26 Ocak 2007 Cuma

ÖYKÜ 1: "sormayın bana nasıl diye..."

Sormayın bana nasıl diye...
*
Ben de bilmiyorum, bilseydim eğer herşey çok daha farklı olurdu şimdi... ama öğreniyorum, öğrenmeye çalışıyorum. Hiçbirzaman hiçbirşey için geç değil ve tek bir sihirli kelimesi var bu “YAŞAM” formulünün... ucundan kulağından biraz uygulamışım ama yetmemiş, daha fazla vermeliymişim, hesapsızca verdiğimi sandığım sevgimi... aslında cimrice davranmışım... mesafelerim var benim, herkesi herşeyi seviyorum ama farklı mesafelerde farklı ölçülerde derken yanılmışım... Tanrı hesapsız, mesafesiz - ölçüsüz – yargısız severken tüm yarattıklarını, benim ne haddime, ben kimim ki mesafeler – ölçüler - yargılar içinde sevdiğimi sanmışım herkesi ve herşeyi...
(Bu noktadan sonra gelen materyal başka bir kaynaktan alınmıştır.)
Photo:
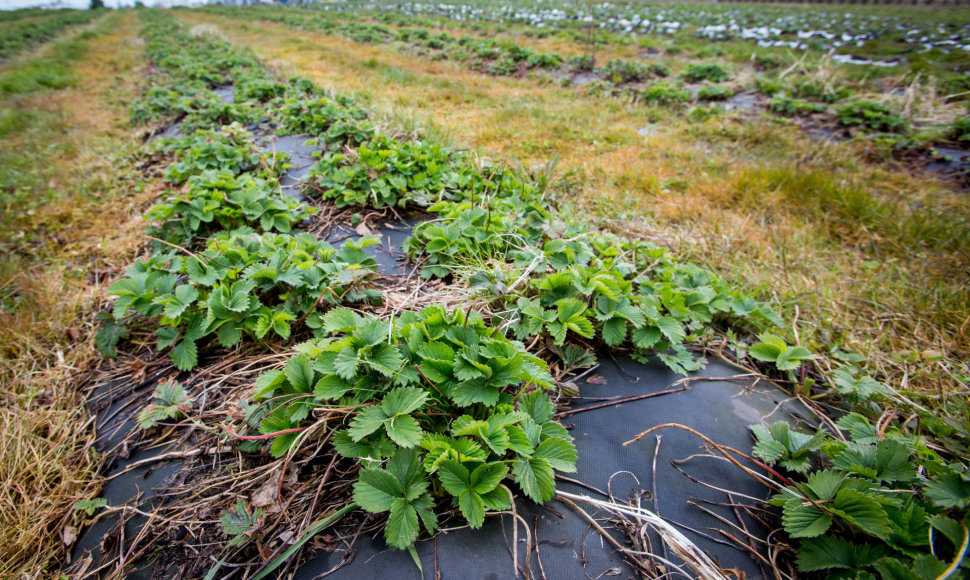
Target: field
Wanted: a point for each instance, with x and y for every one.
(350, 269)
Ah o beklentiler! Hiç bitmeyen, sonu gelmeyen beklentiler... Siz değilmisiniz tüm hayal kırıklıklarımızın sebebi... “anne burada ne yazıyor, bu ne diyor, ne olmuş.... ah biran önce okuma-yazmayı öğrensem de şu gazeteleri kendim okuyabilsem...” “ah şu okul bir bitse...” “bir iş hayatına atılsam, siz o zaman görün beni...” “ah bir emekli olsam, neler yapacağım” “bu da bitti şimdi sıra şunda” hiç sonu yok bu beklentilerin... “bunu da başardım... bunu da beceremedim...”

Hep teraziler kurduk önümüze, başarı kefesini doldurmaya çalıştık, başarısızlıklarımıza üzülerek... Mutluluk anlarına değil mutsuzluk anlarına diktik gözümüzü, şükretmek yerine kahretmeyi yeğledik çoğunlukla... Farkedemedik ki terazinin bir kefesi sürekli ağır basarsa dengesi bozulur ve ayar tutmaz. Başarısızlıklarım da benim derslerim tıpkı başarılarım gibi, mutsuzluklarım da benim tıpkı mutluluklarım gibi... o da var o da... biri diğerinden ayrı değil, ayrılmaz ikizler... Bir diğer sihirli kelimesi “YAŞAM” formulünün denge... Hep kaçırdık ayarı, bozduk dengeyi...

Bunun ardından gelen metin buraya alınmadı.